The optimal illumination method for optogenetic tools stimulation, such as Channelrhodopsin (ChR2), with 2P excitation requires low excitation density, large excitation areas, and millisecond and micro-scale resolution. We recently proposed a solution that could satisfy these requirements, combining digital holography (DH) with a dispersive optical setup for temporal focusing (TF) for enhanced axial confinement [E. Papagiakoumou et al. Optics Express, 2008, 2009].
However, the DH-TF approach has two limitations intrinsic to DH. First, the light distribution of the illumination spots has significant spatial intensity fluctuations (speckle). Second, the rapid phase variations, typical of holographic wavefronts, interfere with the geometrical dispersion of the grating, which is the basis of TF, causing a broadening of the axial (z-axis) resolution. To overcome these major limitations, we have developed an alternative method for the generation of optically confined 2P excitation patterns where the axial and lateral control of light illumination are achieved by a unique combination of the TF scheme with the Generalized Phase Contrast (GPC) method via the use of a reconfigurable Liquid Crystal on Silicon patial
Light Modulator (LCOS-SLM) [E. Papagiakoumou et al., Nature Methods, 2010].
We used this sculpted 2P illumination to activate ChR2 in mouse cultured neurons and cortical slices with sufficient efficacy to reliably fire action potentials with millisecond temporal resolution and low excitation power when the light was shaped over the cell body, one or more dendritic subdomains, or multiple cells simultaneously (Fig. 4).

Fig.4:
a) Lay-out of the experimental setup of the GPC technique combined with temporal focusing, for photoactivation experiments.

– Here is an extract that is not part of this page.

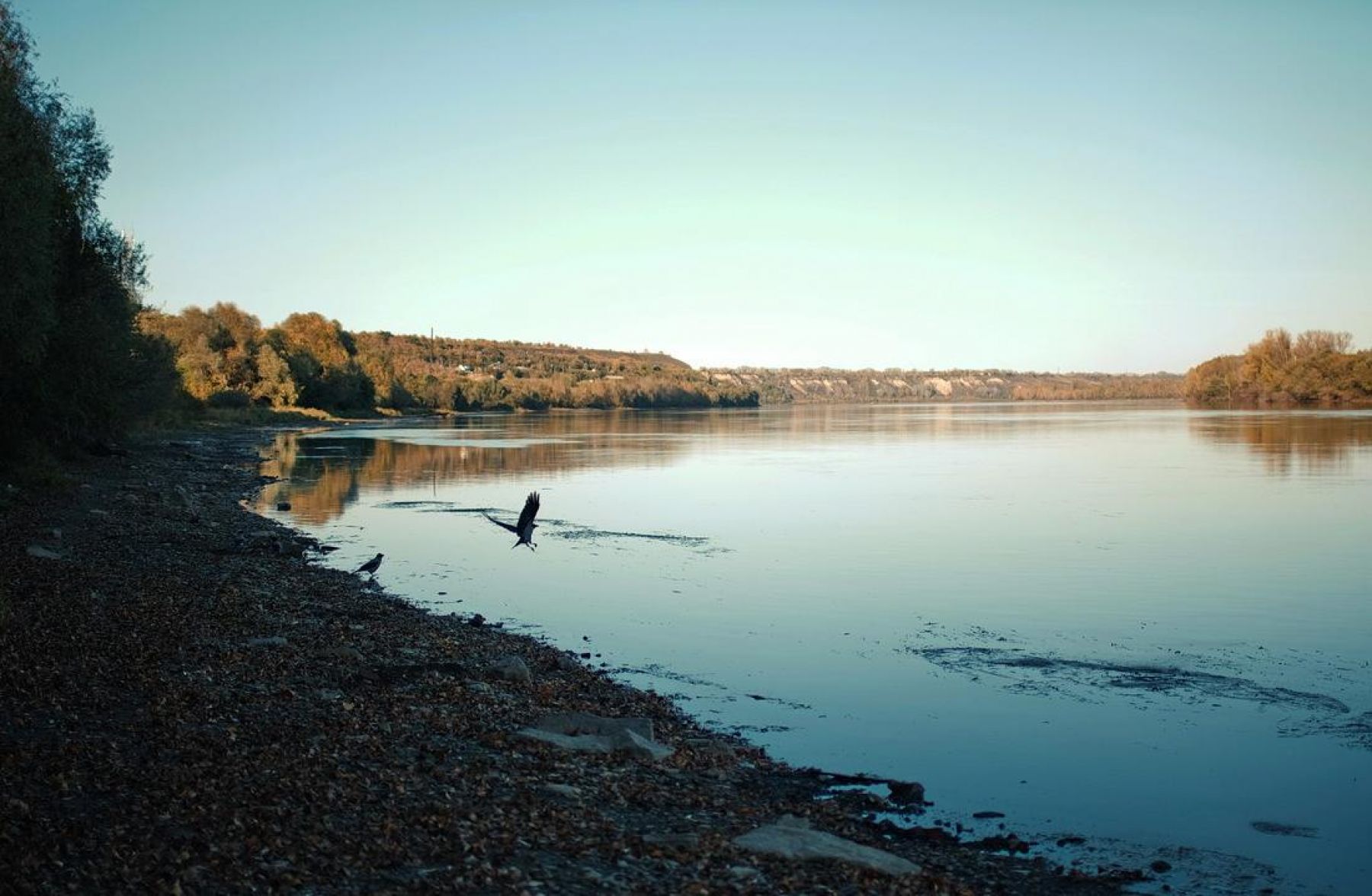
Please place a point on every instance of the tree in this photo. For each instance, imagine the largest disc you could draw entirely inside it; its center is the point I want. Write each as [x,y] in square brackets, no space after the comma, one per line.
[70,354]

L: Lens, PCF: Phase Contrast Filter. b) Two-photon fluorescence image of a 20 μm-diameter circular spot generated with the GPC method. b) y-z section of the measured axial propagation of the spot in (b), when temporal focusing is applied. c) Wide-field fluorescence of a layer V pyramidal neuron positive for ChR2-YFP, filled with Alexa 594, in brain slice. d) Action potential train evoked in the neuron of (c) by two-photon excitation with 10 ms light pulses at 30 Hz, with a circular spot of 15 μm diameter.

References:

  1. C. Lutz, T.S. Otis, V. DeSars, D.A. DiGregorio, and V. Emiliani. Holographic photolysis of caged neurotransmitters,Nat Methods 5 821-827 (2008).

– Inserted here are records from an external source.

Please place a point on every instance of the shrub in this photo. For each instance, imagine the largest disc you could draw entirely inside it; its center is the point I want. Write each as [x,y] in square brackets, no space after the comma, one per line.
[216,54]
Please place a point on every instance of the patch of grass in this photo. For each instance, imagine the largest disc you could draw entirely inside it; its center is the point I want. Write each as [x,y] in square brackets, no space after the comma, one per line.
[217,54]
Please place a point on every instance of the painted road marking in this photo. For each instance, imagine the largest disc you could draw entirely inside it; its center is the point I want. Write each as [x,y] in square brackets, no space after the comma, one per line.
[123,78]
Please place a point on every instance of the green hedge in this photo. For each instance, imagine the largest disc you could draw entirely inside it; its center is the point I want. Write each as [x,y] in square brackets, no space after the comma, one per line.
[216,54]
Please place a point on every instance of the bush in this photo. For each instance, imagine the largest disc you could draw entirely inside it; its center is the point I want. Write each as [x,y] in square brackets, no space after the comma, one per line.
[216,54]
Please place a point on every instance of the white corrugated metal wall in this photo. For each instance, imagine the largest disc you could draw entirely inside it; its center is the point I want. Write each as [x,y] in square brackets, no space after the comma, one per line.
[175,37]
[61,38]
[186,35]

  2. M. Zahid, M. Velez-Fort, E. Papagiakoumou, C. Ventalon, M.-C. Angulo, and V. Emiliani. Holographic photolysis for multiple cell stimulation in mouse hippocampal slices, PLoS One 5, e9431 (2010).
  3. S. Yang, E. Papagiakoumou, M. Guillon, V. de Sars, C.-M. Tang, and V. Emiliani.Three-dimensional holographic photostimulation of the dendritic arbor, J Neural Eng 8, 46002 (2011).
  4. F. Anselmi, C. Ventalon, A. Bègue, D. Ogden, and V. Emiliani, 3D imaging and photostimulation by remote focusing and holographic light patterning, Proc. Natl. Acad. Sci. (USA) 108, 19504–19509 (2011).
  5. E. Papagiakoumou, V. de Sars, D. Oron, and V. Emiliani, Patterned two-photon illumination by spatiotemporal shaping of ultrashort pulses,Opt Express 16, 22039-22047 (2008).
  6. E. Papagiakoumou, V. de Sars, V. Emiliani, and D. Oron. Temporal focusing with spatially modulated excitation, Optics Express 17, 5391-5401 (2009).
  7. E. Papagiakoumou, F. Anselmi, A. Bègue, V. de Sars, J. Glückstad, E. Isacoff, and V. Emiliani. Scanless two-photon excitation of channelrhodopsin-2, Nat Methods 7, 848-854 (2010).